1.2 Defined Terms. The following capitalized terms, as used in this Agreement, have the meanings set forth below.
“Affiliate” means with respect to any specified Person, any other Person which, directly or indirectly, controls, is controlled by or is under common control with the specified Person, including any partner, officer, director or member of the specified Person and, if the specified Person is a private equity fund, any investment fund now or hereafter managed by, or which is controlled by or is under common control with, one or more general partners of the specified Person. For the purposes of this definition, “control” (including, with its correlative meanings, the terms “controlled by” and “under common control with”), as used with respect to any Person, shall mean the possession, directly or indirectly, of the power to direct, or cause the direction of the management and policies of such Person, whether through the ownership of securities, by contract or otherwise.
“Board of Directors” or “Board” has the meaning set forth in the recitals.
“Class A Common Stock” means the Class A common stock, par value $0.0001 per share, of the Company.
“Class B Common Stock” means the Class B common stock, par value $0.0001 per share, of the Company (including any shares of Class A common stock into which such Class B common stock converts).
“Closing” means the closing of the Initial Public Offering.

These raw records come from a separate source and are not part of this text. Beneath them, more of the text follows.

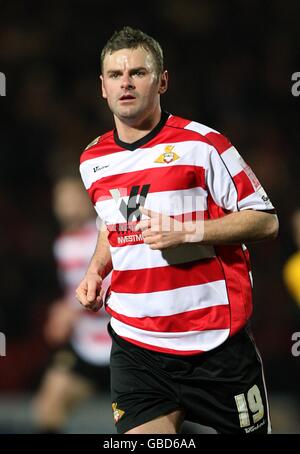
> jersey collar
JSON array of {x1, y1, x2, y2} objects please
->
[{"x1": 114, "y1": 111, "x2": 170, "y2": 151}]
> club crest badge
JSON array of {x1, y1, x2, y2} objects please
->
[{"x1": 154, "y1": 145, "x2": 179, "y2": 164}]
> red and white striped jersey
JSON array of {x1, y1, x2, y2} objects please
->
[
  {"x1": 80, "y1": 113, "x2": 273, "y2": 355},
  {"x1": 54, "y1": 222, "x2": 111, "y2": 365}
]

“Common Stock” means, collectively, the shares of Class A Common Stock and Class B Common Stock, and any securities issued in respect thereof, or in substitution therefor, in connection with any stock split, dividend or combination, or any reclassification, recapitalization, merger, consolidation or similar transaction.
“Company” has the meaning set forth in the preamble and shall include any successor thereto.

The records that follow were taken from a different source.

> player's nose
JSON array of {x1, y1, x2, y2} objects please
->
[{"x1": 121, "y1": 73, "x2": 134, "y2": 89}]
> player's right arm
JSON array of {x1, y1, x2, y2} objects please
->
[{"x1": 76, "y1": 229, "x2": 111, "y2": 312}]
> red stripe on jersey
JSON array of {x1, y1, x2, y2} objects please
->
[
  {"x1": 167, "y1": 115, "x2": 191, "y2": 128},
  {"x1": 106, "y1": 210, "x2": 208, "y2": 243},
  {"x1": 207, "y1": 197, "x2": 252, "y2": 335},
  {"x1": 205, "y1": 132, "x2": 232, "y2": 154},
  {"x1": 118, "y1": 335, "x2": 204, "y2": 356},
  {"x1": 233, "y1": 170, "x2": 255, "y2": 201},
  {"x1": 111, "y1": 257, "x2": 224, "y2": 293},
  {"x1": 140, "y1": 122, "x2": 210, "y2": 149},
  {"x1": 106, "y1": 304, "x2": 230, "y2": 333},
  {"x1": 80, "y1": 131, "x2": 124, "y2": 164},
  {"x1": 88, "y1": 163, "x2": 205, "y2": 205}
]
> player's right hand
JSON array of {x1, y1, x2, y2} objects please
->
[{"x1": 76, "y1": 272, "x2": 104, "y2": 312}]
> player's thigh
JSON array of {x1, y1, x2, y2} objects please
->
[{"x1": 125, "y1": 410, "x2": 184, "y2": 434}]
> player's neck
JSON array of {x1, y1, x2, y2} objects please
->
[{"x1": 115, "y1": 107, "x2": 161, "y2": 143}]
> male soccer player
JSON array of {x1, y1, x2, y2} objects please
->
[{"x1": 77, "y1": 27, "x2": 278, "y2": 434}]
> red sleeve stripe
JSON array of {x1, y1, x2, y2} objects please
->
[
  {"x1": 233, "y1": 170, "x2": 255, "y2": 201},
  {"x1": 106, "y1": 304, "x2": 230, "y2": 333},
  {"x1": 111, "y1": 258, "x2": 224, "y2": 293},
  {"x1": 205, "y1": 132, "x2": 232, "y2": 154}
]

“Director” means a member of the Board of Directors.
“Distribution” has the meaning set forth in the recitals.
“Effective Time” has the meaning set forth in Section 4.16.
“Exchange Act” means the Securities Exchange Act of 1934, as amended, and the rules and regulations thereunder.

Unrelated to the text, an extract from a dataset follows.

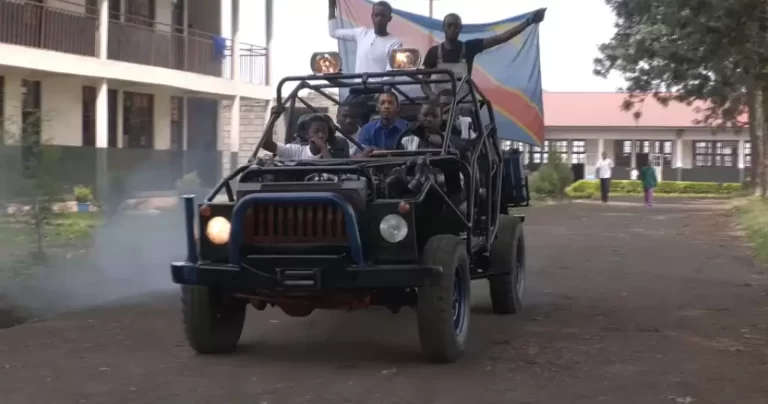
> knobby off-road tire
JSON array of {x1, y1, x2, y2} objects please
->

“Initial Public Offering” has the meaning set forth in the recitals.
“Necessary Action” means, with respect to a specified result, all commercially reasonable actions required to cause such result that are within the power of a specified Person, including (i) voting or providing a written consent or proxy with respect to the Shares, (ii) causing the adoption of stockholders’ resolutions and amendments to the organizational documents of the Company, (iii) executing agreements and instruments, (iv) making, or causing to be made, with governmental, administrative or regulatory authorities, all filings, registrations or similar actions that are required to achieve such result and (v) causing members of the Board of Directors, subject to any fiduciary duties that such members may have as directors of the Company (including pursuant to Section 3.1(d)), to act in a certain manner, including causing members of the Board of Directors or any nominating or similar committee of the Board of Directors to recommend the appointment of any Paulson Stockholders’ Designees as provided by this Agreement.